Unfortunately, on face value, and from what you share, you probably don't have a case against your company. If you truly aren't qualified for the job, there really isn't much you can do.
However, if you have any proof of discrimination being an underlying cause for not being considered for this position, you may have a case...but you'll also have your work cut out for you. And hiring an attorney will be very costly upfront, long before you recoup any money.
If it was public knowledge that you were pregnant at the time of your firing, you may have a case. If your employer/supervisors referenced your pregnancy as being a reason you aren't qualified to do your job or aren't eligible for consideration of any other job within the company, you might have a case. However, the burden will be on you to prove that your layoff was indeed because of your pregnancy.
Considering your supervisor is getting fired too, you will be hard pressed to prove it is because of your condition, and not because they are changing direction with your department or the overall operation of your company.
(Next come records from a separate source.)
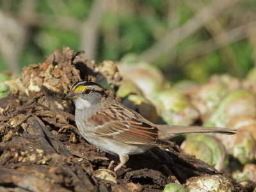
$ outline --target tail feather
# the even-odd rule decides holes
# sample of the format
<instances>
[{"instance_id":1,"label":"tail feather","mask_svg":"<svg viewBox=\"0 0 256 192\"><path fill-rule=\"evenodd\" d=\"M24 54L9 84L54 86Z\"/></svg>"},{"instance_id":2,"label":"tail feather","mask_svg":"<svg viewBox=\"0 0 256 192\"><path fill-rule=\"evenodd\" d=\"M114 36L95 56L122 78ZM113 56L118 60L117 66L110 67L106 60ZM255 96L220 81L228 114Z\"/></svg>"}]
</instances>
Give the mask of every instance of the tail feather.
<instances>
[{"instance_id":1,"label":"tail feather","mask_svg":"<svg viewBox=\"0 0 256 192\"><path fill-rule=\"evenodd\" d=\"M159 139L163 140L187 133L216 133L228 135L232 135L237 133L236 129L216 127L182 126L161 124L158 125L158 128L160 129L161 133Z\"/></svg>"}]
</instances>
Race, age, and sexual harrassment (overlooked because you're female or mistreated because of your sex) of course would be causes .
You might be better off looking over the terms of your contract (if you have one) with your company. Considering they moved you to a new location for this position, was there any promise of training, a timeline of training, and then a clear-cut layout of expectations? What about regular performance reviews? Do you have records of these performance reviews and do they detail your skills and growth on the job? Is there any other information that would point to a breach of an agreement on the part of your company with you concerning your new job such as a promise of continuing education to make you viable to the company and your job?
If they have failed to follow-through on any policies or contractual agreements you may have a case.
The best way to find out if you have a case or your case is worthy of court action, you should contact an attorney who specializes in employment law. As for conversations with employers and especially co-workers (who are often enlisted to build a case against you if they suspect a lawsuit) about your layoff, etc. should be minimal to non-existant, and if necessary, purposeful if you do think they have violated the law. Any and all documentation on your part can be used against you. So be very careful about all correspondence, e-mail and conversations from here on out. Likewise, you should keep careful records of any and all correspondence as well in a safe place, and offsite, so if after you leave, you have them if you need them (for legal purposes or otherwise).
Lastly, but most important: CAREFULLY EVALUATE WHETHER LEGAL ACTION IS WORTH IT! If you work in a very specialized field or the pond where you work is very small, you may burn a lot of bridges. You may win the battle, but lose the war if you go to court. Just be careful and really carefully weigh whether going to court is worth it. It might be easier to just ride it out, chalk the place up to being a dump, and move on to greener pastures. Think about what you hope to gain by suing. If you do keep your job as part of a settlement, consider how hostile the environment will be thereafter. If you settle without a job, you may have a chunk of money, but your name might be mud in your industry, or you may lack references and important connections for future work. Just be careful. You're young and now you have a family to support.
Regardless if you have a case or not you should do the following:
You won't be eligible for severance unless this was part of your employment agreement from the beginning. You can however, apply for unemployment which will mostly provide about half your monthly income up to 6 months (unless things have changed ...you might want to check. with MN Work Force)
If you have health insurance with your current employer, apply for COBRA coverage (extension of health benefits for period of time past your employment). You will have to pay for this continued insurance coverage, but costs will be significantly less than if you had no coverage at all.
If you have a 401K or any other investments with your company, make arrangements with a financial planner to have them rolled over to avoid any taxable events or loss.
Be prepared to be asked to leave immediately without warning and without notice. Consider your last day, could be any day and at any moment. Especially if you have the sort of job where you have access and knowledge of products or collateral that would be useful to a competitor...or they feel your presence could jeopardize the company legally speaking. Many employers will just ask you to leave, and not give you time to get items out of your office or to say goodbyes.
With that said, if there is any paper work or projects that you need or want to keep for a portfolio, be sure you have copies of what you need now. Be sure you have references from supervisors and employers now, so that you have them when applying for a new job.
Be careful however, not to take anything that can be construed as your company's property (intellectual or otherwise) such as software, documents, etc. They could use this against you, and take legal action.
As for looking for employment while pregnant...very challenging. Depending on the type of work you do, many may be hesitant to hire you if they need someone who can put in long hours. For many the prospect of losing someone for 6 weeks right off the bat may be a deterent.
Other potential employers are leary of people taking advantage of them for insurance coverage, only to never return to work.
It doesn't hurt to apply places. But if there is a company you really want to work at, I think I'd wait to apply until after the baby unless you know for certain they are very mama/baby friendly. Unfortunately, in this economy, there probably is a shortage of that.
In the interim, consider working for a temp agency or on a free-lance basis to give yourself flexibility (maternity leave won't be an issue), maintain contacts in your field, and a stream of income. For many, temp work can turn into full-time work.
Read books on how to price your services so that you will be able get self-employment insurance and are able to afford the cost of running your own business. Who knows, you may like being on your own so much, this might be your second career.